Your primary obligation is to exercise due diligence. Under the EU AI Act, liability is shared: the provider is responsible for the foundational model, and you—the deployer—are accountable for its application. In practice, you must:

  • Conduct vendor due diligence by collecting and assessing documentation (e.g., Model Card, Training Data Summary).
  • Map the model’s intended purpose to your specific use-case and document your risk assessment.
  • Maintain an internal Evidence Pack that records processes and decisions.
  • Implement technical compensating controls (monitoring, rollbacks, version pinning, HITL where required).
How do we pass an enterprise procurement or security questionnaire? Is there a vendor due-diligence checklist? #

Yes. The 7-point audit in Step 2 of this guide is your vendor due-diligence checklist. To pass procurement, prove that you run a managed process. Your Evidence Pack should include:

  • A completed risk_table.xlsx with your OK / Partial / GAP assessment.
  • Your model_use_note.md defining the use-case and its boundaries.
  • Proof of safeguards in methods.md (e.g., version pinning, staged rollout, monitoring).
  • A concise, non-sensitive public_summary.md for non-technical stakeholders.
Is it enough that our company is outside the EU and our provider is compliant? #

No. The EU AI Act has extraterritorial reach and uses a principle of shared responsibility. If your service is available to users in the EU, the act likely applies. You cannot inherit a provider’s compliance. You must perform your own risk assessment for the specific application and demonstrate control over the system.
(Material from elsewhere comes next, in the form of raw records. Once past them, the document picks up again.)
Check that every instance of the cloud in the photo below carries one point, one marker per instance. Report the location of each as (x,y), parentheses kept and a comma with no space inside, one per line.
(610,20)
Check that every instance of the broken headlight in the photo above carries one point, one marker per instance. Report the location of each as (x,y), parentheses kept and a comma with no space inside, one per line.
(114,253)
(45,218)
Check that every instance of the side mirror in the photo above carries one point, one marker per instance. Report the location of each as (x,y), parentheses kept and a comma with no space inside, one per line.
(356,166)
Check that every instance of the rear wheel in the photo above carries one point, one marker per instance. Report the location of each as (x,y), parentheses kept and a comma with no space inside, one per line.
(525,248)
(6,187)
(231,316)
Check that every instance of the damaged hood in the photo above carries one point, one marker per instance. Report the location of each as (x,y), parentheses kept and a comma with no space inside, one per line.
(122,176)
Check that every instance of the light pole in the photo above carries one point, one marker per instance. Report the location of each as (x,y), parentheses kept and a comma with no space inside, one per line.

How can we maintain public transparency without exposing our intellectual property (IP)? #

The golden rule: disclose processes, not secrets. Split transparency into public vs. internal layers:

  • Public: Share categories of data (as stated by the vendor) and confirm the existence of controls (monitoring, HITL, rollback). Avoid specific metrics, prompt designs, or thresholds.
  • Internal: Keep full details—risk analysis, thresholds, test cases, prompt templates—in your Evidence Pack.

This aligns with GPAI transparency expectations while protecting your IP.

What should we do if a provider doesn’t respond or has no Model Card? What about OSS/RAG systems? #

Your actions become part of your due diligence.

For commercial APIs:

  • Log everything: Record requests and follow-ups in the Evidence Pack.
  • Mark GAPs: Note the lack of response or artifacts in risk_table.xlsx.
  • Implement compensating controls: mandatory HITL for sensitive cases, strict version pinning, tighter monitoring and alerts.

For OSS / RAG systems: you effectively become the provider. Your Evidence Pack must include your own model_use_note.md, a license ledger for every source, a data manifest proving provenance, and evidence that you respect TDM opt-out signals.